Any scientific field needs its academic rigor by pursuing accuracy and precision. Computer science pursues bit accuracy: any computational process is accurate and precise up to every bit.

Here bit is short for binary digit, the smallest digital symbol which has a value of $0$ or $1$. Scientific experiments have requirements of accuracy and precision according to the standards and best practices of their domains. For instance, we may see expressions such as “experiments results are statistically significant when the $p$-value is less than $0.05$”, “the error is no more than $3$ Angstrom ($\mathring{\mathrm{A}}$)”, and “the results are precise up to four digits after the decimal point”. All of these are not bit accurate.

Computer science works complementarily with these domains by guaranteeing bit accuracy when processing experimental data, doing simulation, or conducting theoretical reasoning

For example, in Go programming language, type accuracy is a kind of bit accuracy: while $1$ is regarded as a int number, $1.0$ would be regarded as float number, which is different from the field of mathematics.

Scientific progress can be made without mathematical exactness or bit accuracy. Sometimes it is meaningful just to establish that factor A is positively (or negatively) related to factor B, when investigating a phenomenon involving factors A and B.

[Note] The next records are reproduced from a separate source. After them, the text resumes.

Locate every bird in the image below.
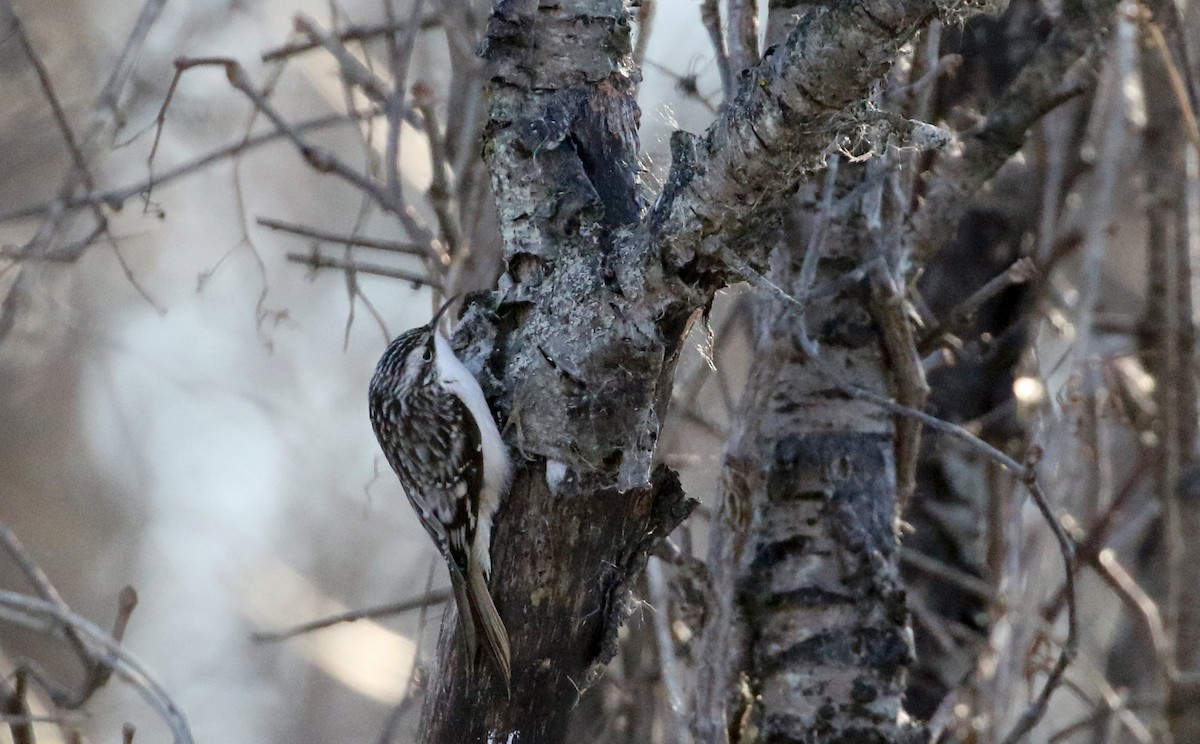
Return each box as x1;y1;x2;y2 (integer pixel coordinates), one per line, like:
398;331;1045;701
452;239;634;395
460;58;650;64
368;298;512;686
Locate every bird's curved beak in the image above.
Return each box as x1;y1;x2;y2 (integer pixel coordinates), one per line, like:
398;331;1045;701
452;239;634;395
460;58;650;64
430;293;462;330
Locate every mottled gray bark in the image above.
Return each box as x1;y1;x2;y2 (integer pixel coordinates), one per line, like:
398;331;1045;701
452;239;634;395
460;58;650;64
424;0;1012;744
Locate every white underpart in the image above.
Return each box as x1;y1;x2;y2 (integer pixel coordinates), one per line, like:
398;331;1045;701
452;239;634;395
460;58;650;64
433;332;512;576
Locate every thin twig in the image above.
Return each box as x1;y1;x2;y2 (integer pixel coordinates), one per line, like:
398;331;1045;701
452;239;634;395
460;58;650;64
900;547;997;605
262;14;442;62
700;0;736;101
252;589;450;643
0;109;382;222
256;217;426;257
646;558;691;744
288;251;442;286
0;589;193;744
918;257;1038;354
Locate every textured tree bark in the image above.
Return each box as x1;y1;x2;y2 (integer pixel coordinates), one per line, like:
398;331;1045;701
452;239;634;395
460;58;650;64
1141;2;1200;743
422;0;1012;744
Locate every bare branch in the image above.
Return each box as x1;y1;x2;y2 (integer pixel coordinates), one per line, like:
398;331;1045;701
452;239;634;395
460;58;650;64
262;14;442;62
288;251;442;292
252;589;450;643
256;217;428;257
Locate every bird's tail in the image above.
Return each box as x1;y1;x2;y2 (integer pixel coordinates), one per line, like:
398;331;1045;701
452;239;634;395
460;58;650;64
450;559;512;686
467;558;512;686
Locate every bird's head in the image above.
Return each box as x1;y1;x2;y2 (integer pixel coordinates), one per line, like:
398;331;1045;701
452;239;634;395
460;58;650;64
371;296;457;391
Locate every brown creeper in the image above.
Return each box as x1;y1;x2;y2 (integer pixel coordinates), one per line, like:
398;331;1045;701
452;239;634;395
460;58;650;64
370;300;512;684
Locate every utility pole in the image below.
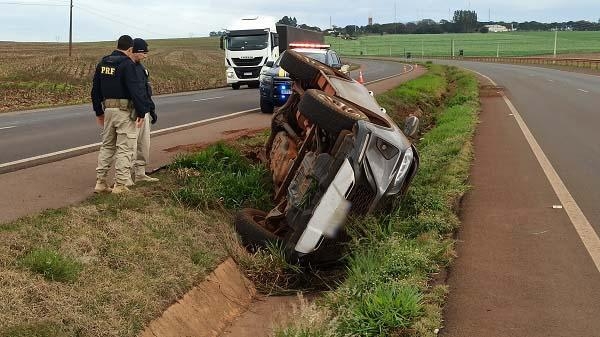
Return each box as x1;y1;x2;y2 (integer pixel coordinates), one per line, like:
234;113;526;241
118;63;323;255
554;27;558;58
394;1;398;34
69;0;73;57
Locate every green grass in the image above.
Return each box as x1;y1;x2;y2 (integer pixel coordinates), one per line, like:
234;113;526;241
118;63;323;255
277;65;479;337
21;249;83;282
0;171;233;337
171;143;271;210
326;32;600;57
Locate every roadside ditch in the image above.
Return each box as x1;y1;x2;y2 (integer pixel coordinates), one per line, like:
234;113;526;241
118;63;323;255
0;65;478;337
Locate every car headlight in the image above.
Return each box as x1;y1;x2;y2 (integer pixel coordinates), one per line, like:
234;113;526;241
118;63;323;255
258;74;273;84
388;147;414;194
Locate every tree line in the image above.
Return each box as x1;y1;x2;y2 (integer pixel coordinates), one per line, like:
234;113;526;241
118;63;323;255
210;10;600;37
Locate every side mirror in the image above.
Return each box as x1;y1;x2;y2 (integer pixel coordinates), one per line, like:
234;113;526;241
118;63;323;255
404;116;419;137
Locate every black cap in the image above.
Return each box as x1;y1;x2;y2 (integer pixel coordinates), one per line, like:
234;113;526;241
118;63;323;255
133;38;148;53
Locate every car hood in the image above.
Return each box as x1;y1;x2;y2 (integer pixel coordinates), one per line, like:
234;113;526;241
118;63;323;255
265;67;291;81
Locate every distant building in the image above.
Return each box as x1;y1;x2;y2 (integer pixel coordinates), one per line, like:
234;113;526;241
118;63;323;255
484;25;509;33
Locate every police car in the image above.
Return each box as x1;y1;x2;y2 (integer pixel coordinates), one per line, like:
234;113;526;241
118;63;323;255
259;43;349;113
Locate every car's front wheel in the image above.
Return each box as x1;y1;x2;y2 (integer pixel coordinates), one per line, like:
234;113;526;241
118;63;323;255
298;89;369;135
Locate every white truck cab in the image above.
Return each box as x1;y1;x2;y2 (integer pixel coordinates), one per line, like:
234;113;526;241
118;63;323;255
221;16;279;90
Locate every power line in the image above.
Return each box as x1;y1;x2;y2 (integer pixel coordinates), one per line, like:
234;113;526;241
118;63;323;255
0;1;69;7
74;5;169;37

Let us consider an example in psychology. The domain problem has to do with domestic violence: why does a spouse being battered not leave an abusive relationship but stay committed to marriage? Professor Caryl Rusbult proposed a theory of investment model for close relationship:

$$\mathrm{Commitment}\propto (\mathrm{Satisfaction}\times \mathrm{Investment})/\mathrm{Alternative}$$

which can partially answer this question. A spouse's commitment to marriage is positively related to satisfaction and investment, but negatively related to alternatives. A battered spouse stays in an abusive relationship, not due to marriage satisfaction, but because she/he has invested heavily (e.g., having children) or has poor alternatives (e.g., without independent income). Rusbult's investment model is not mathematically exact or bit accurate, but it is indeed a scientific progress, an inspirational theory which can lead to social policies and guides for individual actions.

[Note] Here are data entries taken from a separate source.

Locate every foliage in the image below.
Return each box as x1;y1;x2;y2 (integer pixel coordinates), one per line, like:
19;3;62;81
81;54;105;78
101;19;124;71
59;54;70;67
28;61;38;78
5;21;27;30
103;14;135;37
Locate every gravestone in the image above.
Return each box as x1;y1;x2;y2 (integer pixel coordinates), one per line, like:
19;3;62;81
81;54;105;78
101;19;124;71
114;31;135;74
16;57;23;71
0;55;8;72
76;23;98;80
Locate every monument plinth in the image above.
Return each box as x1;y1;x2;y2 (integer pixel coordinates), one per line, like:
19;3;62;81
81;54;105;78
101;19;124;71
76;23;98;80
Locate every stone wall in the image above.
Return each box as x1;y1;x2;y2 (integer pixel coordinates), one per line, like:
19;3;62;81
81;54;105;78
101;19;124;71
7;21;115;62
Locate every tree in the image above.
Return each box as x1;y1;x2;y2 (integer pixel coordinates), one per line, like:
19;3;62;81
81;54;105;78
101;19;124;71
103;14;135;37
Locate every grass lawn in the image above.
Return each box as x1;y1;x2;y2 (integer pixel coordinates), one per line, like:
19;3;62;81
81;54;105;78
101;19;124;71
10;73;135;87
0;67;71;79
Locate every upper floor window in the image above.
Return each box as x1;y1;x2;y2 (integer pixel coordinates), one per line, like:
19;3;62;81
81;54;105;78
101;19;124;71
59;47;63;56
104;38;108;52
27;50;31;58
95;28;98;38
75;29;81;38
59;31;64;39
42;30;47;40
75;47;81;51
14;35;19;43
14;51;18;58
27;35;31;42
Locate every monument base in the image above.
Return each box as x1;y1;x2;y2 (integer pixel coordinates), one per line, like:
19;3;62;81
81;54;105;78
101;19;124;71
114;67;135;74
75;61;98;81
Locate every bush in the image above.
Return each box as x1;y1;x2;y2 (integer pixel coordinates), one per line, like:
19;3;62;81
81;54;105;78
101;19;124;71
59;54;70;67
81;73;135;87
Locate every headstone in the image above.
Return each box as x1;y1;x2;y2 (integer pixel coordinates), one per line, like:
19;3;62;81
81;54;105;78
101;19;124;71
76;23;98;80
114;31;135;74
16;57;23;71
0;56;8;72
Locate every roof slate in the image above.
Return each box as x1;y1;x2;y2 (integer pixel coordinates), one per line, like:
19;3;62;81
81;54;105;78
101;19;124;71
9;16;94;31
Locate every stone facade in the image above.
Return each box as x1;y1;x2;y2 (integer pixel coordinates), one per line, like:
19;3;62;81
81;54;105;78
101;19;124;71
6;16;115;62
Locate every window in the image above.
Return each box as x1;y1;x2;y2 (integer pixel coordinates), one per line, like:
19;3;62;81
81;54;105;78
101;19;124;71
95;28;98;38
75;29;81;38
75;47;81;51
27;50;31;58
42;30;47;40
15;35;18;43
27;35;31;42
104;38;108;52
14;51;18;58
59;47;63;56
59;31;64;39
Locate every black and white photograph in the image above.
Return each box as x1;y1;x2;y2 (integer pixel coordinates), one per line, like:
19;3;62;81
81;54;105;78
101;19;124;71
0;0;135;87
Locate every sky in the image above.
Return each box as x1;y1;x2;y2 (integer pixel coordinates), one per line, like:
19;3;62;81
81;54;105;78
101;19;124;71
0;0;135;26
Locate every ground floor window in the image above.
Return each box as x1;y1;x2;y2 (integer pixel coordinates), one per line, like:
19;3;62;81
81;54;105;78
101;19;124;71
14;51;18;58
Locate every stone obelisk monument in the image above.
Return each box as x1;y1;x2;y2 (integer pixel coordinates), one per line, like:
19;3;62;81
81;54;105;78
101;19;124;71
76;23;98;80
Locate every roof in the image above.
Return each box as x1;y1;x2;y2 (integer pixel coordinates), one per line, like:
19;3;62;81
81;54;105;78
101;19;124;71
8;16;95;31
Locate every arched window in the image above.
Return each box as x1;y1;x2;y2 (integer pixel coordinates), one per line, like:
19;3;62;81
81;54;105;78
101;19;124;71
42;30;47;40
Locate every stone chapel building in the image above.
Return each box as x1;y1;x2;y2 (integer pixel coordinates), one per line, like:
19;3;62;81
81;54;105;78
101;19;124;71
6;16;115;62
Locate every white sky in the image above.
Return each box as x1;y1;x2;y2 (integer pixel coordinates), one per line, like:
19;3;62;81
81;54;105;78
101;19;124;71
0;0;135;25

Computing and mathematics can be used to help test whether real data show that commitment is related positively to satisfaction and investment, but negatively to alternatives. Doman scientists, such as psychologists, utilize their professional expertise and domain knowledge to advance their fields and contribute to society. Computer scientists complement their efforts by offering mental tools and computing hardware and software that feature automatically executed, bit-accurate, constructive abstractions of information transformation.